During the 2007 legislative session, Sen. Linda Berglin, DFL-Minneapolis, sponsored the legislation, which is included in the omnibus health and human services finance law, in the Minnesota Senate.
“We’ve been trying to get more people insured,” Berglin said. “It looked like this (was) something that we could do to help with that younger age group.”
The change Berglin helped to enact affects family health insurance plans that are state regulated. In the past, unmarried students under age 25 were only covered if they maintained a full-time student status. The new law extends coverage for unmarried dependents up to age 25, regardless of whether they are enrolled in school.
But even Berglin admits the new requirement has its drawbacks.
“The law doesn’t really encompass self-insured,” Berglin said, adding that that leaves out a large number of insured Minnesotans. The University of Minnesota Student Health Benefit Plan is one such example of a self-insured plan that is not subject to the legislation.
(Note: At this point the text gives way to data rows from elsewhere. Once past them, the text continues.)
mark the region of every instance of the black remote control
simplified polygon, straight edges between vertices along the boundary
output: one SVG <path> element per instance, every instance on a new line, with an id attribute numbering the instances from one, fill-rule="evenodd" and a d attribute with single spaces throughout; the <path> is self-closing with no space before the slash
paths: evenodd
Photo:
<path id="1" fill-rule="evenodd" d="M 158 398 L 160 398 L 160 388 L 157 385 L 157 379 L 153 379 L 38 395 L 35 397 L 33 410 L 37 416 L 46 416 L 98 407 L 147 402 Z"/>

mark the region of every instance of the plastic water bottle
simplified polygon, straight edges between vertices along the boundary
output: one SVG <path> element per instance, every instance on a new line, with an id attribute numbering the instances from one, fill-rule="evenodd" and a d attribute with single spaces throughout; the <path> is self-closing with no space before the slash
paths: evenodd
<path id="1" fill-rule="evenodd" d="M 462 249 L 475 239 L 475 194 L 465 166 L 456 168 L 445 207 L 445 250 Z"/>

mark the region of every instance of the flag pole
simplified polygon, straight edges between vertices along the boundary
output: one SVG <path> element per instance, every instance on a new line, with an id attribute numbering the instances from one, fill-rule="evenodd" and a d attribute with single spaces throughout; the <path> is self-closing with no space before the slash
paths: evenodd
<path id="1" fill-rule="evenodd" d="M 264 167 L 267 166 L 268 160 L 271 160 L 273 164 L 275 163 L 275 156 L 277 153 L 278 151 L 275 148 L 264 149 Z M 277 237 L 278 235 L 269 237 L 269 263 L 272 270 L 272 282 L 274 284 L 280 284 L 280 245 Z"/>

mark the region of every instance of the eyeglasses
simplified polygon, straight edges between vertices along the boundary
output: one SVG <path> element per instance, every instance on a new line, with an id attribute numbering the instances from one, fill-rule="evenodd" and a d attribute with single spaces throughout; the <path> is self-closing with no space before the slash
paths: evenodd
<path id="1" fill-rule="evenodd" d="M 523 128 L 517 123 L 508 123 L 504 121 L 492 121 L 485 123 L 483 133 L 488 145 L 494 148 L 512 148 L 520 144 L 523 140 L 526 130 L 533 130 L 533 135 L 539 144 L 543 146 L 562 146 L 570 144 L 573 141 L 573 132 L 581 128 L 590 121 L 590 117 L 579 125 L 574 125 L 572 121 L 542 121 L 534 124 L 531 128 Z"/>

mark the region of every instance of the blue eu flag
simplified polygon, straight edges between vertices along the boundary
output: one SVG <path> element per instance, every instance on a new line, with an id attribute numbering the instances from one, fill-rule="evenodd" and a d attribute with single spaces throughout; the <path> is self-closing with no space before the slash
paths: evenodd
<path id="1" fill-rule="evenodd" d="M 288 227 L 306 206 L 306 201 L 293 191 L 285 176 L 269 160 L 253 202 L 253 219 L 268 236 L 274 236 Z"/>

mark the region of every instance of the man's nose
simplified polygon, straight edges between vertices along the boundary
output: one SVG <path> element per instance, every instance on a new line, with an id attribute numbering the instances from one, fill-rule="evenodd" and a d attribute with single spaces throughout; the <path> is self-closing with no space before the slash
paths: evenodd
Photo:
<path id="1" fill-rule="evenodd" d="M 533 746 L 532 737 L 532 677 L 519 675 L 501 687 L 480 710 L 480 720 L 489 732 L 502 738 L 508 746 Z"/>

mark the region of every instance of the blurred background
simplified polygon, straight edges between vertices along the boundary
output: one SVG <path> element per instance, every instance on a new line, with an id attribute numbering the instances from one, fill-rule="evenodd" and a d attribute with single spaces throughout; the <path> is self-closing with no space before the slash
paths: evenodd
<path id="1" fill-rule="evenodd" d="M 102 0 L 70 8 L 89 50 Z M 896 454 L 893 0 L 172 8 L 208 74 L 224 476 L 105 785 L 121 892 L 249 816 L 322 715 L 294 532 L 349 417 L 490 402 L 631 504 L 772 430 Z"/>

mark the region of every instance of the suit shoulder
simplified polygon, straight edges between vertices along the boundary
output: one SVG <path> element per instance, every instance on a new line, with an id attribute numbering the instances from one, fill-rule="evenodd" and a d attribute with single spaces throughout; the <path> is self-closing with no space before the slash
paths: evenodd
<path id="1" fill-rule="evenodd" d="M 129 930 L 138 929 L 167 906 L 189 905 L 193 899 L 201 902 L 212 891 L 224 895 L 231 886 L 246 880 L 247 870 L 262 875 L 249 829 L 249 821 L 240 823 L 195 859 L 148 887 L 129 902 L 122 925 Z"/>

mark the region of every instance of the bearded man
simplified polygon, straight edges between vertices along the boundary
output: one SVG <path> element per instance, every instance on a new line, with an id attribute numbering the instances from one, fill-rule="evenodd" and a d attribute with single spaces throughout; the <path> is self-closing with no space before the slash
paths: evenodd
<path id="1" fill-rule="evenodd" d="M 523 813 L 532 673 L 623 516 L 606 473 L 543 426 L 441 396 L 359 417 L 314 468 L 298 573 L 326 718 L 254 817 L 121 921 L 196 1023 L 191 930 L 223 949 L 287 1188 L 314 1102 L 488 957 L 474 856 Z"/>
In the area of self-insurance, federal law pre-empts the state, Berglin said, drastically limiting regulation at the state level.
Still, Berglin said self-insured plans always have the option of adopting similar practices.
“We hope that some of the self-insured will follow suit,” she said.
Nonpartisan Senate counsel Katie Cavanor, who works at the Capitol, said the statewide impact of the legislation could be significant.
In terms of the number of insured Minnesotans, “this will increase that by 51,000,” Cavanor said.
Part-time students and graduates who are under 25 and on a state-regulated plan are two groups that could be affected by the change, she said.
Cavanor did point out that state employees on the State Employees Insurance Program are not covered under the new law.
Susann Jackson, director of student health benefits at Boynton Health Service, said she couldn’t say at this point how many University students would be affected by the legislation, but added, “We don’t have that many students with adult dependence Ö there’d be a few, but not many.”